What causes perfect prediction but no significant predictors in logistic regression? I want to do a logistic regression with R.
I have 18 continuous covariates and a sample consisting of 100 observations.
When I enter all of the covariates into the glm() model, none of them are significant, but the model predicts the outcome perfectly on the test data!
My questions are:


*

*Is the sample size large enough for running glm() with this many covariates?

*What might be other causes of the problem?

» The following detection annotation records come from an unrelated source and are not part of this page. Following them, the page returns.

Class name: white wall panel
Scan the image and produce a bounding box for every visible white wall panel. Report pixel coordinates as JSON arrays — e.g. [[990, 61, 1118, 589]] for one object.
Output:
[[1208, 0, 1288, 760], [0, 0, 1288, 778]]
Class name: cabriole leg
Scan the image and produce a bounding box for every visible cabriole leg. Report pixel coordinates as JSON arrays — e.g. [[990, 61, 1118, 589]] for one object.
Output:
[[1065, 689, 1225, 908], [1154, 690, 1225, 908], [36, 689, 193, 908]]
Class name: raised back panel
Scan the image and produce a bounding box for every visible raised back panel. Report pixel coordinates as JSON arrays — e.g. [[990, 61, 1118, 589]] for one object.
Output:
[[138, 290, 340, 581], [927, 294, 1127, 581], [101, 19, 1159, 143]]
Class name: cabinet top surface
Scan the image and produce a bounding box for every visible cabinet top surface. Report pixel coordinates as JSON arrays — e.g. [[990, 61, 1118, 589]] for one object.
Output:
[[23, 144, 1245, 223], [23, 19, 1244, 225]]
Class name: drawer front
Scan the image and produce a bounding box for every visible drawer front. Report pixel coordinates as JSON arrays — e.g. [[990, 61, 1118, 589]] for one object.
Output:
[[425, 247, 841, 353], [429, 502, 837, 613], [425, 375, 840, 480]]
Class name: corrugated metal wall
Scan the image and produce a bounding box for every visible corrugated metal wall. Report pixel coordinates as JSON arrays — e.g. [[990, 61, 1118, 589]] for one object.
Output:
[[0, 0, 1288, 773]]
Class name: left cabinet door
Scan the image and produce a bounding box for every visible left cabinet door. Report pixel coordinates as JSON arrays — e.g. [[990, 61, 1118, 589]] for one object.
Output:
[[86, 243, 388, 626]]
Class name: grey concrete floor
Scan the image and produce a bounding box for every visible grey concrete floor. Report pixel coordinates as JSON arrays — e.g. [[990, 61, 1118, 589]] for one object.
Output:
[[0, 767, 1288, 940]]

*How can I run such a model properly?

 A: You did not state the number of events and non-events.  A rough rule of thumb is that to use ordinary maximum likelihood estimation (i.e., without shrinkage - penalization) requires 15 times the number of events and the number of non-events as the number of candidate predictors.  You are far from having an adequate sample size in your case even if $Y$ is split 50-50.  I suggest doing data reduction (masked to $Y$, e.g. variable clustering, principal components, or redundancy analysis) or fitting the full list of variables and solving for the amount of shrinkage needed to yield a reliable model.  You can see case studies of these methods in my Handouts at http://biostat.mc.vanderbilt.edu/CourseBios330.
Ordinary unpenalized variable selection methods in no way deal with this problem correctly.
A: It would help if you could provide some additional information in response to the comments and @Frank Harrell's point regarding how many successes and failures you have.  
My first guess would be that you have some multicollinearity, that is, your continuous covariates are correlated with each other.  The effect of this is that, while your betas estimates are still potentially unbiased, the standard errors will be inflated.  That means that they will be less 'significant', but may still do a good job of predicting the response (note @Roland's good point about overfitting, however).  
Given your N and the number of covariates you have, you may want to watch out for quasi-separation as well.